Now that Mary Elizabeth Truss has been anointed Conservative leader, the party will have chosen four different UK prime ministers in the space of six years.
For most of the public, Britain’s latest change of PM was always destined to be a case of “meet the new boss, same as the old boss.” Conservative governments have been in office since 2010 and it’s been obvious for some years the party has run out of ideas beyond using and holding onto power for the sake of power.
However, much it was hyped, the run-off between Truss, who stayed loyal to Boris Johnson, and Rishi Sunak, the highest ranking of the record 55 ministers that resigned in just two days in July, was never in doubt among a party membership dominated by Johnson’s acolytes.
Johnson seemingly used his last two months in post to take overseas holidays, do a “farewell tour” and be the envy of his children by dressing up in photo ops as, amongst other things, a police officer on a drugs raid and an RAF fighter pilot. Rumours of him plotting a comeback are regularly circulated but I would imagine, given his young family, lucrative speaking engagements, and publishing deals will prove more attractive.
He does still bequeath an 80-seat majority to Truss who, in theory, has over two years left to call a general election; but during a time of rapidly escalating economic and social crises, this is a somewhat poisoned chalice.
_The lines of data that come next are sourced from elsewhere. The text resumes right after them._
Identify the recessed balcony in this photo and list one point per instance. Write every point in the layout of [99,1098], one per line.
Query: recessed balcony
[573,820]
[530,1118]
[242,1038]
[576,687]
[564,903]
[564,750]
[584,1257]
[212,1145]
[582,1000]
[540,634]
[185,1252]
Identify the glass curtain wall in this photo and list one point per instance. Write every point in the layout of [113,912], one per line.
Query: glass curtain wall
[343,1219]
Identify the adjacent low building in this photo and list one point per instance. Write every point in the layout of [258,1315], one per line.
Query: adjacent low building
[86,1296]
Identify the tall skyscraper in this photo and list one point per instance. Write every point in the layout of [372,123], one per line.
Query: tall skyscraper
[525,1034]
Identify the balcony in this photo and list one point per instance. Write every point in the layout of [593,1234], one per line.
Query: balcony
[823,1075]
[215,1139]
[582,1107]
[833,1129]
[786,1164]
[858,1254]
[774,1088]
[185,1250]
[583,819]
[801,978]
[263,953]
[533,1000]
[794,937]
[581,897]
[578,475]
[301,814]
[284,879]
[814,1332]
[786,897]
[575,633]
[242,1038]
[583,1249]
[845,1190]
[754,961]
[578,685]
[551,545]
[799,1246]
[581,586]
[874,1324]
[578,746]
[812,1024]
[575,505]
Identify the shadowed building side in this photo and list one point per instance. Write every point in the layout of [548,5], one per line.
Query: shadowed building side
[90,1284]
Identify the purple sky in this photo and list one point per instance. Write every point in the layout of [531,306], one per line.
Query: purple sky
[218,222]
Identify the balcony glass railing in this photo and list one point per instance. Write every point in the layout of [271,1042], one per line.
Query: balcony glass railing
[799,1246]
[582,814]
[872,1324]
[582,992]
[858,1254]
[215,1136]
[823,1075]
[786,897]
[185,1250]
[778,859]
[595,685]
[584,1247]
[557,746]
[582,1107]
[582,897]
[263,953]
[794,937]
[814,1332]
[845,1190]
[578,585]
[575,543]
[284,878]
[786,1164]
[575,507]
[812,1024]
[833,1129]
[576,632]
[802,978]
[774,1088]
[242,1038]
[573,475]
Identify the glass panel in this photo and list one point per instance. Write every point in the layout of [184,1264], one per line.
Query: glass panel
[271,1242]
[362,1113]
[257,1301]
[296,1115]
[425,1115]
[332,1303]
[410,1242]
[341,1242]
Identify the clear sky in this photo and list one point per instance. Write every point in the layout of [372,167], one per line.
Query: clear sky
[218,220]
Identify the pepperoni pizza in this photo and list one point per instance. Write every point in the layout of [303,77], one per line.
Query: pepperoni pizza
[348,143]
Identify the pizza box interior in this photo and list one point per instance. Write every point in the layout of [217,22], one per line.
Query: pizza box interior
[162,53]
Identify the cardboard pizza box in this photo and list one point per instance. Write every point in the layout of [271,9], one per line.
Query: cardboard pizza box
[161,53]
For most of the last three decades, when inflation averaged below 3% in the UK, it was easier to divert attention from the fact many key workers were, year on year, getting de facto pay cuts and growing numbers were getting trapped in precarious low-paid jobs while societal and wealth inequalities multiplied.
This is no longer tenable now the present 11% rate is projected to possibly double before peaking.
Recent railway strikes and other workplace walkouts have attracted widespread support. Last week in London, Senator Bernie Sanders visited the Trades Union Congress to personally back the RMT railway union, whose leader, Mick Lynch, has been drawing plaudits all summer for the clarity and wit with which he responds to hostile interviewers.
A sense of quiet desperation spreading as prices have risen, lately escalated into slow panic after the head of the UK’s energy regulator announced there was nothing it could do to stop household energy prices increasing by 80% in October -- with further rises planned at three-month intervals.
Eat or heat is a real choice facing many this winter.
While neighbouring nations must also deal with fluctuations in international gas prices, France has fixed equivalent rises for the public at 4%. Other countries tend to have more fit for purpose regulation and mechanisms available than the UK’s landscape of “light touch” regulators bequeathed by mass privatizations.
Understandably, when Labour party leader Sir Keir Starmer called for the UK to freeze the price rise last week, he said he hoped the new prime minister would copy Labour’s plan.
In one form or another, Truss probably will.
This may have sounded improbable during debates with Sunak when Truss played up the free-market fundamentalist style “let’s be Singapore and have fewer laws” sloganeering, she and close colleagues Kwasi Kwarteng, Dominic Raab, and Priti Patel promoted in their 2012 book Britannia Unchained.
But now the deed is done, commentators may acknowledge the plain fact she has no major ideological differences with hedge fund multi-millionaire Sunak. Paradoxically, while Truss’s somewhat gauche persona, exemplified in her infamous “cheese and opening pork markets” speech (a YouTube gift that never stops giving), makes her seem lightweight and sets low expectations, this makes it easier for her to build credibility among her base now she has attained the highest office in the land.
Staying in power is the only game in town. The scale of the crisis that is hitting the UK harder than most neighbours clearly puts making swift pledges on energy prices top of Truss’ agenda.
Her predecessors since the days of David Cameron have had the benefit of a divided opposition and the opportunism to cite Brexit, the pandemic, and Ukraine as distractions from mismanagement and cronyism. The weakness or at least underperformance of Labour in opinion polls given the government’s myriad failures suggests some of this may hold true.
No doubt, Truss will do more the same and try to out-trump Johnson by further playing on or stoking up culture wars and picking fights with trade unions.
In the absence of a realistic plan to grow the UK economy out of its troubles and to cling on to some of its declining international standing however, it is easy to imagine this won’t suffice. An early boost from ‘new PM hits the ground running’ may soon turn to “Liz runs out of road” as woes mount and an election beckons.
Then again, with many media allies and a firm grip on a third of voters, it is just as easy to imagine a path to election victory even in the depths of economic depression.
Who is to say the public won't get fooled again?
Niaz Alam is London Bureau Chief of the Dhaka Tribune.